Santiago Jiménez Jr. has conjunto music in his blood. The son of legendary accordion player Don Santiago, Jiménez has carried the torch for traditional conjunto for six decades. He’s recorded over 700 songs on over 100 albums, and he’s played his accordion for crowds in every corner of San Antonio, and even most parts of Texas. Beyond that, he won a fellowship from the National Endowment for the Arts and a National Medal of Arts.
At age 75, Jiménez isn’t done making music. His latest album is called “El Chief,” and includes 13 waltzes, rancheras and polkas – the kind of traditional tunes he’s played his whole career. And the cliché about not slowing down?
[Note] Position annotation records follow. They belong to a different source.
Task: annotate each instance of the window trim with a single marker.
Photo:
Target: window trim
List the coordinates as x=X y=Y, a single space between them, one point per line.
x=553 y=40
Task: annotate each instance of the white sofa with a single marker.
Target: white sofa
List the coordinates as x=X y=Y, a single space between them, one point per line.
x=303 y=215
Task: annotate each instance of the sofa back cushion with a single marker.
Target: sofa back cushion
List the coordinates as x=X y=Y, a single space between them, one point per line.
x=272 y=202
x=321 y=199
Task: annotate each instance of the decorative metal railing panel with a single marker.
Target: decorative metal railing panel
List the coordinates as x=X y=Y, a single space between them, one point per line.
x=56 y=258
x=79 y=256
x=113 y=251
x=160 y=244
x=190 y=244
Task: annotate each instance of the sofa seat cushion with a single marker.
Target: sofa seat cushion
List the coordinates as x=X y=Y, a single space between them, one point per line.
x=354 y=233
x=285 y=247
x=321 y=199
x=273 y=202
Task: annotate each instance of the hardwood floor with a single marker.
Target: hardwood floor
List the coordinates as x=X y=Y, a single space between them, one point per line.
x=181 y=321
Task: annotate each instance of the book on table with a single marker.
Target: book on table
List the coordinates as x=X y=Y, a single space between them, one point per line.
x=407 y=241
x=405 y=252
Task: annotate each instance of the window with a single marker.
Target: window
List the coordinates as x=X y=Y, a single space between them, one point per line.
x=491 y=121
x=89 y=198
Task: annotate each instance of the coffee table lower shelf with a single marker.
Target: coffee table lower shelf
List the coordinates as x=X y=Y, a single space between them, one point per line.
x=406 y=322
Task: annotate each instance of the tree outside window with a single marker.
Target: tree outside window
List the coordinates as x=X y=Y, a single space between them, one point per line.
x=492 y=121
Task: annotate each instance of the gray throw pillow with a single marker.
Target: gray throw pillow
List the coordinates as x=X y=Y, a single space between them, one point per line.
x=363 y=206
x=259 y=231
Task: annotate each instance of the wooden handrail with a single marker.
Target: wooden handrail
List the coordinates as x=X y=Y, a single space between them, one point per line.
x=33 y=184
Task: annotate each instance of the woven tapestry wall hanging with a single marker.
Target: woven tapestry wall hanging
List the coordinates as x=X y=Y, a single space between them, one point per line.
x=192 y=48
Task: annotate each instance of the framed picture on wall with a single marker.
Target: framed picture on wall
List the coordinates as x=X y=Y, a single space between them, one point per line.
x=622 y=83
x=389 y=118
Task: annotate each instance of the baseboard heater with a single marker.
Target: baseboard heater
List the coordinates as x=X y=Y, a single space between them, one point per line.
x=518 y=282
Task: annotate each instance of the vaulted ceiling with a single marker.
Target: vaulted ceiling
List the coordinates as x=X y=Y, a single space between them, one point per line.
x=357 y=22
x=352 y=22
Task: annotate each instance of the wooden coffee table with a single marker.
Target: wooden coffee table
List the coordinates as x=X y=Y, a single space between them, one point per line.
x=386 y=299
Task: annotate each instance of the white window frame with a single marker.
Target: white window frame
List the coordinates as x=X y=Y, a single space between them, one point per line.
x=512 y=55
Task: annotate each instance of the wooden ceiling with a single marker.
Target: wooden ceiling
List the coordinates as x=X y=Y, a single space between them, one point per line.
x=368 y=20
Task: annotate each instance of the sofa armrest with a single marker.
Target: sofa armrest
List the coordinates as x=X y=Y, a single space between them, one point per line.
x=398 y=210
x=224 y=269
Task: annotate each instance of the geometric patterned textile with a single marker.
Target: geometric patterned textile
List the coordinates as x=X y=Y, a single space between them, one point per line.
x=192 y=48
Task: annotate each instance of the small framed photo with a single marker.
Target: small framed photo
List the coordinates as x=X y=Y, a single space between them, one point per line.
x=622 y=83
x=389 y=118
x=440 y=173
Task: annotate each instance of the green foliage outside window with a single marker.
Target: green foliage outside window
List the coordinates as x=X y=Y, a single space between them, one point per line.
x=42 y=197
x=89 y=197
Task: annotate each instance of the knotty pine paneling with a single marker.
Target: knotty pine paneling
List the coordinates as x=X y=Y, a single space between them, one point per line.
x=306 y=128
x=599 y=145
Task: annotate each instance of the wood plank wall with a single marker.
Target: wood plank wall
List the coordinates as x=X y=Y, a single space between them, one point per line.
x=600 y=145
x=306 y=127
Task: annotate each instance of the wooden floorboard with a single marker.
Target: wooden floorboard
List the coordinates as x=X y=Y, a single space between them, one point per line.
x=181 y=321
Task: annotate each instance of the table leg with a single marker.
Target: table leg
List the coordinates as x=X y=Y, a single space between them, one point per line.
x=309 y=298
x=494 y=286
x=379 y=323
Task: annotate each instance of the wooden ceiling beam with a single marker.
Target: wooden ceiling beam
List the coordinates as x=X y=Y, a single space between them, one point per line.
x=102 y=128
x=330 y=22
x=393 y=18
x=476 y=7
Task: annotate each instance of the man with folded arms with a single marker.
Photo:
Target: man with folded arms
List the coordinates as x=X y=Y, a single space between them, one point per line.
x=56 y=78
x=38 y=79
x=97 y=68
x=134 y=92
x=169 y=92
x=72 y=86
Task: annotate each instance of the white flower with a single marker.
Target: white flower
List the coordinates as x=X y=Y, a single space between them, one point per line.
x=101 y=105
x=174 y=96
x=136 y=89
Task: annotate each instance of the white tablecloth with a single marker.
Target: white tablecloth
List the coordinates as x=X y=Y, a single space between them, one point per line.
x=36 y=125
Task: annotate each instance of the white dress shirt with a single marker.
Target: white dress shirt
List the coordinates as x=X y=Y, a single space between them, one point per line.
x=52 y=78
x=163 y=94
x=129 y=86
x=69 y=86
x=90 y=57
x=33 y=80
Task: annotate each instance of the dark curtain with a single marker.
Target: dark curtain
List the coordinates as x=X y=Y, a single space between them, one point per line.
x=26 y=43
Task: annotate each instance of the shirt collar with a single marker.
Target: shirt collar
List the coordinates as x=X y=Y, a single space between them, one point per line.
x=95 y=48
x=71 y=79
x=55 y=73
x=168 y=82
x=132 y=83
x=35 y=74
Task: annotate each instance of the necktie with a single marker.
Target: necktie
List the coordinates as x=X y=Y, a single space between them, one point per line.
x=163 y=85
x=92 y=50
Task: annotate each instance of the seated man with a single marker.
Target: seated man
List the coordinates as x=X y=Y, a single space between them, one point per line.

Jiménez says he recorded the whole album in two-and-a-half hours.
“It’s easy for me,” Jiménez says. “The experience of playing for so many years. … To me it’s gravy.”
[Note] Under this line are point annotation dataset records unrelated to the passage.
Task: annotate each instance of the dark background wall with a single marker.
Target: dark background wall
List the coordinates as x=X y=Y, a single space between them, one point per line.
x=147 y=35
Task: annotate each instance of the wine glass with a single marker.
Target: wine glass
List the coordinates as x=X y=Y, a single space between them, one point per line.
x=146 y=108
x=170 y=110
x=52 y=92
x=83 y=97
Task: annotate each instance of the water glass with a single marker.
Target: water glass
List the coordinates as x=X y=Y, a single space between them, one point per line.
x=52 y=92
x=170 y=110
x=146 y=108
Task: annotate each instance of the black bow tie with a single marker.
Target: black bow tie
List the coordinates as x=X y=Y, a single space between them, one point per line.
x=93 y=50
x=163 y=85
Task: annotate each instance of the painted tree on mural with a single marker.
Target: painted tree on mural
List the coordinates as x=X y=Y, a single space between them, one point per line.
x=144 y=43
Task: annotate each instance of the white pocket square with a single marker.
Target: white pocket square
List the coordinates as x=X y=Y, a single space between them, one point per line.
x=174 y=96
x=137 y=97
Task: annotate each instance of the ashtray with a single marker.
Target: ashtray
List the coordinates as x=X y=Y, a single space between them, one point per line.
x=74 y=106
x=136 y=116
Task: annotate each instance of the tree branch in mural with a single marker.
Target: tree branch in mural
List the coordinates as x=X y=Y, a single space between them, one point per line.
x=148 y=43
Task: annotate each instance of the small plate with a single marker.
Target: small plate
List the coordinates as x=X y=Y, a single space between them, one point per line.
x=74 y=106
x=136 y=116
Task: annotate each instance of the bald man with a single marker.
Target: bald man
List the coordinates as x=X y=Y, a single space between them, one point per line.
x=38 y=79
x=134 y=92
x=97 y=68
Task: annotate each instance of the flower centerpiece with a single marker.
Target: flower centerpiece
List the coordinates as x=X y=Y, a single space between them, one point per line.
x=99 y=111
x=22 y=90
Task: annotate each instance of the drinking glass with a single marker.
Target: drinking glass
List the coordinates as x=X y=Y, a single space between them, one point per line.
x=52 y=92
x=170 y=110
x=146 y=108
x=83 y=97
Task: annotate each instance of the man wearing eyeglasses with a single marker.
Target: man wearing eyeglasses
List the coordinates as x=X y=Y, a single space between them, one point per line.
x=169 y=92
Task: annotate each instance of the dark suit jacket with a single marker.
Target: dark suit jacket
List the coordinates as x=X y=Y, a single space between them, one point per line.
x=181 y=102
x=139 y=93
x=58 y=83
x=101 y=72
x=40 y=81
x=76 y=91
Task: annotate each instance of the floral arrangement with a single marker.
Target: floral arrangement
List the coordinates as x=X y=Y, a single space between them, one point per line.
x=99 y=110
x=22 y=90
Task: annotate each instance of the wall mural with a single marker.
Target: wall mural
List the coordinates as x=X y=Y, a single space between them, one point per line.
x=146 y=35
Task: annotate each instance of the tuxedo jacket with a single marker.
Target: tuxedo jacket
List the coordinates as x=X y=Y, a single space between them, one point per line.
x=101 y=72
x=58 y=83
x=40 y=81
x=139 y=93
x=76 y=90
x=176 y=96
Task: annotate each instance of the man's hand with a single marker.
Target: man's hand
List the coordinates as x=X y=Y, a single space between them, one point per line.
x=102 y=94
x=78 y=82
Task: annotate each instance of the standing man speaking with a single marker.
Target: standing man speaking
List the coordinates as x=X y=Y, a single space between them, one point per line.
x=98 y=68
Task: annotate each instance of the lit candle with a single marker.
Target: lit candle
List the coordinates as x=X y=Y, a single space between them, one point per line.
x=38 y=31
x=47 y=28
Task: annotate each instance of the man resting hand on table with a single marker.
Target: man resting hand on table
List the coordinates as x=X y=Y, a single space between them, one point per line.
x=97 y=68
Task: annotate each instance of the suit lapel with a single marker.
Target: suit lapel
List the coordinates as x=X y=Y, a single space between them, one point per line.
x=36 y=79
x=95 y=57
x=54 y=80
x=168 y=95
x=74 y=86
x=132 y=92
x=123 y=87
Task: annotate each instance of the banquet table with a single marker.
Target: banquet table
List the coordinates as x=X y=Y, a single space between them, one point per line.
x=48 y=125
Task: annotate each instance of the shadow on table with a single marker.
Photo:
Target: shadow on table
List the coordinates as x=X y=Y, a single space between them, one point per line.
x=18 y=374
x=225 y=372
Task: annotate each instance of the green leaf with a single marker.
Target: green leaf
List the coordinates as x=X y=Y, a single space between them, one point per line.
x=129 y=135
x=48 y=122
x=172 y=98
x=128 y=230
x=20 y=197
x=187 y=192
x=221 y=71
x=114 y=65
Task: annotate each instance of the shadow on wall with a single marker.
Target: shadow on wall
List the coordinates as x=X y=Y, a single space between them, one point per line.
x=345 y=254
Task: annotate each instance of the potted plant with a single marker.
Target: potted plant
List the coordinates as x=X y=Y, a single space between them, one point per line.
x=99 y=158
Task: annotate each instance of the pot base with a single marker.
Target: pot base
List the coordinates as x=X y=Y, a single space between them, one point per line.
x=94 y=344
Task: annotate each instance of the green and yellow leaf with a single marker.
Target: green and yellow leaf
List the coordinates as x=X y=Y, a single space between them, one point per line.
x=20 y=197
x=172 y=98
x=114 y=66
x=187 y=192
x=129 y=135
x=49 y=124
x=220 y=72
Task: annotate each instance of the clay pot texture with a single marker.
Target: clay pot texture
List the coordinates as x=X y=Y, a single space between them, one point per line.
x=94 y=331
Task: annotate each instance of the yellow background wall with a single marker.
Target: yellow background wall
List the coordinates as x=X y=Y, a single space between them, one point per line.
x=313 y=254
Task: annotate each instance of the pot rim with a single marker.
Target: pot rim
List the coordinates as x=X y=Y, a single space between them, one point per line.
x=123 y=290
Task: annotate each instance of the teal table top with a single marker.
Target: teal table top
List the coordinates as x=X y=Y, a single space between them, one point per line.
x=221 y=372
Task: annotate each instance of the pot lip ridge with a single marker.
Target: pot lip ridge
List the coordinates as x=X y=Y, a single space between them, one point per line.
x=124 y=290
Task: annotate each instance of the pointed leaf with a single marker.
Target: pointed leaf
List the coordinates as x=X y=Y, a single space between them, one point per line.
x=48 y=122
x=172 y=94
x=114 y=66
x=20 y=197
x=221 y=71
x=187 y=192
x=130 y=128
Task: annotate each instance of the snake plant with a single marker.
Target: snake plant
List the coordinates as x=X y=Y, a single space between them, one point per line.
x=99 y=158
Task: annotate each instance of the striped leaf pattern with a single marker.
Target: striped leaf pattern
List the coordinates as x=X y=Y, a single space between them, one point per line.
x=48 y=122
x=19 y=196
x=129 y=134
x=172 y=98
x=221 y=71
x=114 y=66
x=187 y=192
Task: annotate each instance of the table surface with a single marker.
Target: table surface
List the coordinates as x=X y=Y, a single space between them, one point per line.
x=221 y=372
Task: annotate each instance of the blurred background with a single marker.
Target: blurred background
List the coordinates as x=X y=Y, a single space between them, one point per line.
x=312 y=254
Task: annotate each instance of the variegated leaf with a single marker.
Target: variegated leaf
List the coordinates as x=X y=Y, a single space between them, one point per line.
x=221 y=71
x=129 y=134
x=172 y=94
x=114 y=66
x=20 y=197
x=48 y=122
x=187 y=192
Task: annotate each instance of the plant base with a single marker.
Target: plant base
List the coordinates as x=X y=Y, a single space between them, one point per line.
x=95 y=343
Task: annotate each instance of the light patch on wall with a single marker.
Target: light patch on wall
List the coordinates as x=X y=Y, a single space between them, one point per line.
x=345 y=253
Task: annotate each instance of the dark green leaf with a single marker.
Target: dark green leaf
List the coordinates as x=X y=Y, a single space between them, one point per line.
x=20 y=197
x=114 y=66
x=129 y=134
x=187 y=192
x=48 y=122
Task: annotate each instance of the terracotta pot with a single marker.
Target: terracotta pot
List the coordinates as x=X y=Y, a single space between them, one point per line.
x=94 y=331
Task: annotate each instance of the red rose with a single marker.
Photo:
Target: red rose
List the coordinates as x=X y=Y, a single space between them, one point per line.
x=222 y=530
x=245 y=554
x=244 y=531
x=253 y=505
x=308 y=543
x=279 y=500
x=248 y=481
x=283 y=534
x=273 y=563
His career began when he picked up the accordion at age 15. He recorded his first album with another conjunto legend, his brother Flaco Jiménez, at age 17. It was the only album they recorded together.
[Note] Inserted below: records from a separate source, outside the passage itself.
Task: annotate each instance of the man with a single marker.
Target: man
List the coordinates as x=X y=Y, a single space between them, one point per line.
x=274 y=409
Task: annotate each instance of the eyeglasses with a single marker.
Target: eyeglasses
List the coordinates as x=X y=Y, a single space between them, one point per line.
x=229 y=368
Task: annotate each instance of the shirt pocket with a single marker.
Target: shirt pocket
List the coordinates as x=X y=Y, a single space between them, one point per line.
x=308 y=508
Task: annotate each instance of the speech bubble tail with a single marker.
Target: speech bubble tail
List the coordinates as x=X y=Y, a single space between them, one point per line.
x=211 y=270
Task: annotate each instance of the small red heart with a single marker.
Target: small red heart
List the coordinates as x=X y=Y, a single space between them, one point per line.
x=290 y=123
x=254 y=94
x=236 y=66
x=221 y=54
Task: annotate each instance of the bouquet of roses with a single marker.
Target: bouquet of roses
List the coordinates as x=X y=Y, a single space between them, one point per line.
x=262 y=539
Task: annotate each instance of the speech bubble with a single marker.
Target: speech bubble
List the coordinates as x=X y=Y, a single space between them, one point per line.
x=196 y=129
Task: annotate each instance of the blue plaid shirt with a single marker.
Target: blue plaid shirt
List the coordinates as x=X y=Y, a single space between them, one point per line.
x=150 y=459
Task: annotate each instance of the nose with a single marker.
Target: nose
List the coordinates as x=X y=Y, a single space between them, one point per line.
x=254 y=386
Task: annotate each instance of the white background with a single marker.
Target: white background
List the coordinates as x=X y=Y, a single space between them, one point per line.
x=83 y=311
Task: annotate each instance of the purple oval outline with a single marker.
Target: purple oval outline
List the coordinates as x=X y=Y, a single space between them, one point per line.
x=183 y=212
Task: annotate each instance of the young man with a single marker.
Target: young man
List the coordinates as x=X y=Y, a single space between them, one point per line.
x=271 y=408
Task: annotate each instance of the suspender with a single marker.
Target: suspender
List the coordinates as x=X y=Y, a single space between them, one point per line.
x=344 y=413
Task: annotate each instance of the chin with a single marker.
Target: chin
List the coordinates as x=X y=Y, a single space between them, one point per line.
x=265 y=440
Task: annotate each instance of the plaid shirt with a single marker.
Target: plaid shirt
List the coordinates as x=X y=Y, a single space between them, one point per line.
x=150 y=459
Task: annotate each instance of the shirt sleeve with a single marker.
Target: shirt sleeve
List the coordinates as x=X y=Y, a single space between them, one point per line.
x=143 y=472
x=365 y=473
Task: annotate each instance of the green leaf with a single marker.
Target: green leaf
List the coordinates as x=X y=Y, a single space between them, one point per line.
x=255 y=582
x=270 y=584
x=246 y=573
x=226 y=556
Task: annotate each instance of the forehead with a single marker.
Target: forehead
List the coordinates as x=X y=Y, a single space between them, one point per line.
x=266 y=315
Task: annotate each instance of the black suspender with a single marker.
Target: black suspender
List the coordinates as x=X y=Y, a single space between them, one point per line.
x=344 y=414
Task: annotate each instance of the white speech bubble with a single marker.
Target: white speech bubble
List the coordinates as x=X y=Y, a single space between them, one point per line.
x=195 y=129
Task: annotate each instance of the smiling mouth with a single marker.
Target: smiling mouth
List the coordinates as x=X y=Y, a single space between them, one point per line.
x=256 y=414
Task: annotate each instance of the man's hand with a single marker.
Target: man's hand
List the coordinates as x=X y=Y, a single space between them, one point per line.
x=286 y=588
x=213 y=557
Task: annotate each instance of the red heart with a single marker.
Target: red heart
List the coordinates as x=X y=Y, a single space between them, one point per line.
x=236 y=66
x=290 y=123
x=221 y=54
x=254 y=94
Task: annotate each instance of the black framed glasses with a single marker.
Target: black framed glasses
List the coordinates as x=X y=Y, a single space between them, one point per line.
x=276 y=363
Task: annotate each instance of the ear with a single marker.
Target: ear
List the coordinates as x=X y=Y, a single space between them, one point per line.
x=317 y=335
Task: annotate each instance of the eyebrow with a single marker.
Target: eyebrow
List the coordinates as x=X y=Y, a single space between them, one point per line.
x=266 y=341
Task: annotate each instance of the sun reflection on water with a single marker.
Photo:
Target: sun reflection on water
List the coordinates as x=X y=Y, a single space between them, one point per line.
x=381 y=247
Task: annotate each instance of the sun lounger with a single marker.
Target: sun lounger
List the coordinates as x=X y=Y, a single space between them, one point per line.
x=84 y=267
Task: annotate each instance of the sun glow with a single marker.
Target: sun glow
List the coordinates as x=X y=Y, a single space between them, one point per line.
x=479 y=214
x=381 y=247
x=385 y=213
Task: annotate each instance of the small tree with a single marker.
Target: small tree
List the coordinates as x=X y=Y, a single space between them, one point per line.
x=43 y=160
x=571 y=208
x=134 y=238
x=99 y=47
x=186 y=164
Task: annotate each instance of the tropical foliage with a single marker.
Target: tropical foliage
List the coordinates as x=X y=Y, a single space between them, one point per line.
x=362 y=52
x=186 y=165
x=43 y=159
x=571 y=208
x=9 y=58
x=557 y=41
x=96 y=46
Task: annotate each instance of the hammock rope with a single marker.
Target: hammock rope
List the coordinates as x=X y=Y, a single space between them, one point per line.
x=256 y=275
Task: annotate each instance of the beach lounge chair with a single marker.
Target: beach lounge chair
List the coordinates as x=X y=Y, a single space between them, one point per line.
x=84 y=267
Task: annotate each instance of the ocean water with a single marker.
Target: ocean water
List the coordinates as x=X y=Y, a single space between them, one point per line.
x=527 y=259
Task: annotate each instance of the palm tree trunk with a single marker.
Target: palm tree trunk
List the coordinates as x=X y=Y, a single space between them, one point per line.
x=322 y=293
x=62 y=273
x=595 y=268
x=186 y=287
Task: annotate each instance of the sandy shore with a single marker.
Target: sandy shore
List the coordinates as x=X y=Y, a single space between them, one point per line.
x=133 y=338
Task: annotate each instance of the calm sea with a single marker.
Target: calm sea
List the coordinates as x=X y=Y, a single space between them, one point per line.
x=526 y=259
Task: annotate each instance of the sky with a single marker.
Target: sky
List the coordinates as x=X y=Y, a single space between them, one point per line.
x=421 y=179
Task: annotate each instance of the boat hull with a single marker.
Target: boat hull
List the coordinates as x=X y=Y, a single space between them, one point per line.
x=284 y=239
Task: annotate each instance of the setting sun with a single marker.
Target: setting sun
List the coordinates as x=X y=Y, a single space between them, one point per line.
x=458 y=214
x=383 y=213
“The music was all the time in my house by my father,” he says.
The brothers didn’t play music around the house as young boys, but they still learned from their dad.
“I would sit next to him when I was young. I would go to sleep with his music,” Jiménez says, tearing up.
Jiménez, who says he doesn’t feel his 75 years, says today’s conjunto players could learn a thing or two. But he still respects them as musicians.
“These musicians, they don’t know the old-school music,” Jiménez says. “When I play music of the 1930s, ’40s, ’50s – playing the old stuff, traditional like my dad – that’s what I consider ‘old-school music’. A lot of conjunto bands are not into this category.”
Jiménez says it’s important to him to keep those musical traditions alive.
“As long as I’m alive, I promised my dad I’m going to have his music going,” he says. “And I’m still doing it!”